MacDonald's skills as a selector are what sets him apart and they have been a missing link at the Blues. They weren't a strength of predecessors Tana Umaga or John Kirwan. It takes intuition to know when a player is ready and where his or her best position is and not all good coaches are good selectors. It was, as has been widely established, a great strength of former All Blacks coach Steve Hansen's.
Ioane would have been deeply disappointed to have been on the outer at the start of the season. The man who averaged 79 minutes per 16 games for the Blues in 2018 and 78 minutes over the same number of games last year played just 12 minutes over the first five rounds this year.
He wasn't required to put his boots on for the Blues' first two matches (pre-Covid), and wasn't required for the two-match trip to South Africa.

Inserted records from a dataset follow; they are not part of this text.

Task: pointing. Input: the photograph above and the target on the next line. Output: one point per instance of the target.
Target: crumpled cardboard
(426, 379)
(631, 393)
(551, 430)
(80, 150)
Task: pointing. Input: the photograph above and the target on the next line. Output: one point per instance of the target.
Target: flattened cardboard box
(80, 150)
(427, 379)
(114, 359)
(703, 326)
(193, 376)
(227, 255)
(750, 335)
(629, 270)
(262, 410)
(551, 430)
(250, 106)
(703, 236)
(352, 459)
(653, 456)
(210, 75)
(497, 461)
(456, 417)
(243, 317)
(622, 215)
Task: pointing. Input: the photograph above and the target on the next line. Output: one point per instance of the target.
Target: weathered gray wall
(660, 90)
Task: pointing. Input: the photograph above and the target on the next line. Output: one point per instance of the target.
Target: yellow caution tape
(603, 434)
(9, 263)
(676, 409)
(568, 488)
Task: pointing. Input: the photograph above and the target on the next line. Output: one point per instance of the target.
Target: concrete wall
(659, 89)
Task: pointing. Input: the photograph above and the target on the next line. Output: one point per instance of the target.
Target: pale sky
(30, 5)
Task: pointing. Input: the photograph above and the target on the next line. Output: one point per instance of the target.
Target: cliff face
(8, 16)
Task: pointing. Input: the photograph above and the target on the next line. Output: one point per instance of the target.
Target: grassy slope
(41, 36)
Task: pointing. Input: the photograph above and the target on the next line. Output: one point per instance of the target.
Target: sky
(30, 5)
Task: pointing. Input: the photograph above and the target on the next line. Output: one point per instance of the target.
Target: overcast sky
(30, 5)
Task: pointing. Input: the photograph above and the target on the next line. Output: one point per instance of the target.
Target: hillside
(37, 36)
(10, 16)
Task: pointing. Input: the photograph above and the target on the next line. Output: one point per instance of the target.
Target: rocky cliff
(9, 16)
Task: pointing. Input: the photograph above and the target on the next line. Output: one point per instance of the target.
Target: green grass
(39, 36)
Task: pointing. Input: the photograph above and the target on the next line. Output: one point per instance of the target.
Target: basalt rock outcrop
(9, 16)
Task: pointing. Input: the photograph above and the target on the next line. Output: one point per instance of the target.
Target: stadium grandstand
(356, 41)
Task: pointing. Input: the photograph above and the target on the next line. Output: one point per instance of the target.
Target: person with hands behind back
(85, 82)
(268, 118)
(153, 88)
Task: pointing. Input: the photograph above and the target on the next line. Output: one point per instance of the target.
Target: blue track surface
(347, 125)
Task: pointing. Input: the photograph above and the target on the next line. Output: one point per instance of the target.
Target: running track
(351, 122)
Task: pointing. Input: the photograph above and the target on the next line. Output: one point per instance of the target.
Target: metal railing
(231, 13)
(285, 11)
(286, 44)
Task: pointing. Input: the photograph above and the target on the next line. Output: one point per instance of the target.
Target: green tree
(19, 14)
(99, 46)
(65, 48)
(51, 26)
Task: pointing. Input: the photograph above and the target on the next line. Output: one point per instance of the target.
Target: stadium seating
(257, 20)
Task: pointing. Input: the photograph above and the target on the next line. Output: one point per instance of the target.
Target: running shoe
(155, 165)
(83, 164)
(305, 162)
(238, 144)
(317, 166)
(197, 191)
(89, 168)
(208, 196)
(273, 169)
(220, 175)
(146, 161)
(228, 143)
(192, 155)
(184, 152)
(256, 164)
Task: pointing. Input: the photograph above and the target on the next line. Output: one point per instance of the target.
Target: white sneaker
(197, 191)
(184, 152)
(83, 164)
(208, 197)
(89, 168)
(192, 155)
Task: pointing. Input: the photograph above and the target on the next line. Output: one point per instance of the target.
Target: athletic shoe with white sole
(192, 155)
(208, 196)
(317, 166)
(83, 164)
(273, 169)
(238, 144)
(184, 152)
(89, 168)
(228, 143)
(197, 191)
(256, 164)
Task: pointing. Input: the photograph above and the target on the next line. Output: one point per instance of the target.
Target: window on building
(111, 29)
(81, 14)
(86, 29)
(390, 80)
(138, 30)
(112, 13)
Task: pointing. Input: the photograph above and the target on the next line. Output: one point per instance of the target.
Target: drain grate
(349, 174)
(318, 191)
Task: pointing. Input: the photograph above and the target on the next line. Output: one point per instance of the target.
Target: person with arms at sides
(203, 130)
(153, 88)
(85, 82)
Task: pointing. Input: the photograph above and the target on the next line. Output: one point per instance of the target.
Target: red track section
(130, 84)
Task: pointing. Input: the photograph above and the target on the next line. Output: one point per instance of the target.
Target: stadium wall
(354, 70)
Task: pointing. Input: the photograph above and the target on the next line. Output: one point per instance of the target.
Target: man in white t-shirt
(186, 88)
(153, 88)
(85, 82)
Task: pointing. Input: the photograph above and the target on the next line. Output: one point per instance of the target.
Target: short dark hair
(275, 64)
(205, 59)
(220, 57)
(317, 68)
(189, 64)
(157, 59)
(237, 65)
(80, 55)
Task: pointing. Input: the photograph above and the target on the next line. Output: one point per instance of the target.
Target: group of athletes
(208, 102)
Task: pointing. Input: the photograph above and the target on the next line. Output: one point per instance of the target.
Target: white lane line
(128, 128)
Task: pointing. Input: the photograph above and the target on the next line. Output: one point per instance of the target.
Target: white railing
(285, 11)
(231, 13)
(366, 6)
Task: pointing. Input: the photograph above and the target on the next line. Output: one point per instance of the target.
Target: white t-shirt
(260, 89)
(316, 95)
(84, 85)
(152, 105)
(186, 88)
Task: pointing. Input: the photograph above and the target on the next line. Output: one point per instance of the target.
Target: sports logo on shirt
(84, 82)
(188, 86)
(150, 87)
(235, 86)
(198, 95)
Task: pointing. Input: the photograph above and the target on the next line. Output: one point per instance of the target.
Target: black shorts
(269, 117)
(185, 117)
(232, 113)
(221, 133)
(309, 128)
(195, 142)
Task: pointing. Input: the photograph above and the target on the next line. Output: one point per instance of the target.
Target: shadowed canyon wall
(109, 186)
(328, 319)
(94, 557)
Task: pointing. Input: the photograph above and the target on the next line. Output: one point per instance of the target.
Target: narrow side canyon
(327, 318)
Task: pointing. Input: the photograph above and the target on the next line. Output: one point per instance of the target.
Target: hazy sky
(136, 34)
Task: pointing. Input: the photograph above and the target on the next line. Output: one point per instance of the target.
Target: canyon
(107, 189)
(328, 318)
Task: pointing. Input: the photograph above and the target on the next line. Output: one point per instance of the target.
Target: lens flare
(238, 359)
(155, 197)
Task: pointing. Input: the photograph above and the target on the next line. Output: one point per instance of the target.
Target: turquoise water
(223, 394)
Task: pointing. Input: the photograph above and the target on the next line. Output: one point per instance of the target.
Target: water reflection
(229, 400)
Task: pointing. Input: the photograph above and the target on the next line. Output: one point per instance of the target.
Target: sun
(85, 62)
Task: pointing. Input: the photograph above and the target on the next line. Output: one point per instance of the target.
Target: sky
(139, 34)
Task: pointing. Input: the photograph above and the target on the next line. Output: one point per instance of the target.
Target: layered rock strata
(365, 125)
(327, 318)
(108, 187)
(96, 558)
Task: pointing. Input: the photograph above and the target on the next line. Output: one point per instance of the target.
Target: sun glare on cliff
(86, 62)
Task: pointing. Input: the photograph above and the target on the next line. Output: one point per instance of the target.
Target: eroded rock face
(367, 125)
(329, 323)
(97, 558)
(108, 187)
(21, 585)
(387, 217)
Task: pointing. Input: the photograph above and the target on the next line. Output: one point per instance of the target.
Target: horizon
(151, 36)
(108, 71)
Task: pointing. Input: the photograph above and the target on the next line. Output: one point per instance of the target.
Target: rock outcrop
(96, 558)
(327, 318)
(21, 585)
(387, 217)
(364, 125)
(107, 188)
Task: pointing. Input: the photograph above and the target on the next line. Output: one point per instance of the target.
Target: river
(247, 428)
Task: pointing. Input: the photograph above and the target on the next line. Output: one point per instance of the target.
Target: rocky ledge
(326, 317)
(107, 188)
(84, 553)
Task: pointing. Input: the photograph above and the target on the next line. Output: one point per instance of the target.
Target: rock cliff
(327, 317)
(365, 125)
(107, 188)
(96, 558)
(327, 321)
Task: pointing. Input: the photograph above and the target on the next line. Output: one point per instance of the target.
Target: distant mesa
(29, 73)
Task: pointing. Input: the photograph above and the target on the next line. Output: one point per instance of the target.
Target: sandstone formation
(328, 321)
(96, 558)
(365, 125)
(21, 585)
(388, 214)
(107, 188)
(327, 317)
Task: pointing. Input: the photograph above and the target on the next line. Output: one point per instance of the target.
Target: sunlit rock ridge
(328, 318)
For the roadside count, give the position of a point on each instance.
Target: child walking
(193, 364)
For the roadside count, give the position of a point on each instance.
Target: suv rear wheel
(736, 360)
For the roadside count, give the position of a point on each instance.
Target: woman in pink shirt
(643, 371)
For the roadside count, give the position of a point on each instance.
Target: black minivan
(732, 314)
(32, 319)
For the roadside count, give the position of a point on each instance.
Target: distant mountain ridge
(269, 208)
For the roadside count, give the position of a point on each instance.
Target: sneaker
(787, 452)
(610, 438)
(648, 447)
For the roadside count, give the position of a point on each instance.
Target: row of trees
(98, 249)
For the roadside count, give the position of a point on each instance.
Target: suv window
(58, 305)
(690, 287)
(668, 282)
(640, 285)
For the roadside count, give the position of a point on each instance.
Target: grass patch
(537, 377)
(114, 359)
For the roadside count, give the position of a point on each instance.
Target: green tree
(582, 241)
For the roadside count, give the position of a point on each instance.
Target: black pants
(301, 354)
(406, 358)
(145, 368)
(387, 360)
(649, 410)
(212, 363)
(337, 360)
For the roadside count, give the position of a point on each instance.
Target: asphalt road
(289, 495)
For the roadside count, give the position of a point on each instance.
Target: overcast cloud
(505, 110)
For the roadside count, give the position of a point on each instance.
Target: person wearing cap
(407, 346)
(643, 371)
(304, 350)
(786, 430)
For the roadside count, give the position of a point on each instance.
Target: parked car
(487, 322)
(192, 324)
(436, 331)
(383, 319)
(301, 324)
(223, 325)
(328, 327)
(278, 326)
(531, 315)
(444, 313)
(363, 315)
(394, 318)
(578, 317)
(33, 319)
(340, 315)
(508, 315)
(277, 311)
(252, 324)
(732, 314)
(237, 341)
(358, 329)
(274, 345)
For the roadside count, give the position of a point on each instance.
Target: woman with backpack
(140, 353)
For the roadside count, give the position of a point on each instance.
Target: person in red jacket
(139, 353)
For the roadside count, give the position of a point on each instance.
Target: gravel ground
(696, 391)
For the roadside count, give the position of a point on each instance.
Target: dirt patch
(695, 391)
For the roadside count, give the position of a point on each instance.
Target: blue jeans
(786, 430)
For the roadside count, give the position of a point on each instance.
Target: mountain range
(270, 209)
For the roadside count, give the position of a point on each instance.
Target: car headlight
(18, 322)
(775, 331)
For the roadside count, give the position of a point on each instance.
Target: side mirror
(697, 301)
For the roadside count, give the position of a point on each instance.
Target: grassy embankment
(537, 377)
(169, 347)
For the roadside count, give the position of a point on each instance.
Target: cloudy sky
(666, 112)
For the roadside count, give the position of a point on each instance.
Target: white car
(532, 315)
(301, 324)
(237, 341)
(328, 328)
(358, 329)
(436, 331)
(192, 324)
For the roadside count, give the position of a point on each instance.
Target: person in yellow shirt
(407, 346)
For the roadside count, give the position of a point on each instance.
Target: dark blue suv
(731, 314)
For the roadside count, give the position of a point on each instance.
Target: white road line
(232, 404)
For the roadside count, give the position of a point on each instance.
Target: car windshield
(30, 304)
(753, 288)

But Ioane needed careful handling after becoming close to burned out over the previous two years – last year Hansen made it plain in explaining Ioane's absence from the World Cup squad that the loose forward was playing "like a tired athlete" - and the form of Sotutu and Tom Robinson at the Blues meant they simply had to keep going. Fortunately for Ioane, his big break came when Sotutu and Robinson succumbed to injuries and he maintained the momentum all the way to a test debut against Australia in Brisbane.
MacDonald clearly had a plan for Ioane and he stuck with it, while, importantly, keeping a man with big All Black ambitions fully engaged and focused despite a lack of game time, and that balancing act can be difficult to achieve. The end result was two test caps, and Ioane was one of the All Blacks' best in the recent 38-0 victory over Argentina in Newcastle.
Sotutu showed he has the pace and power to belong at test level and that he is an ideal impact player from the reserves bench – something the All Blacks haven't had since Ardie Savea demanded a starting role – and Hodgman played the game of his life for the All Blacks against the Wallabies at Eden Park.
Clarke, Ioane, Sotutu and Hodgman are all going places in a rugby sense once they leave the confines of their hotel and MacDonald deserves acknowledgement because this year he gave them the perfect start.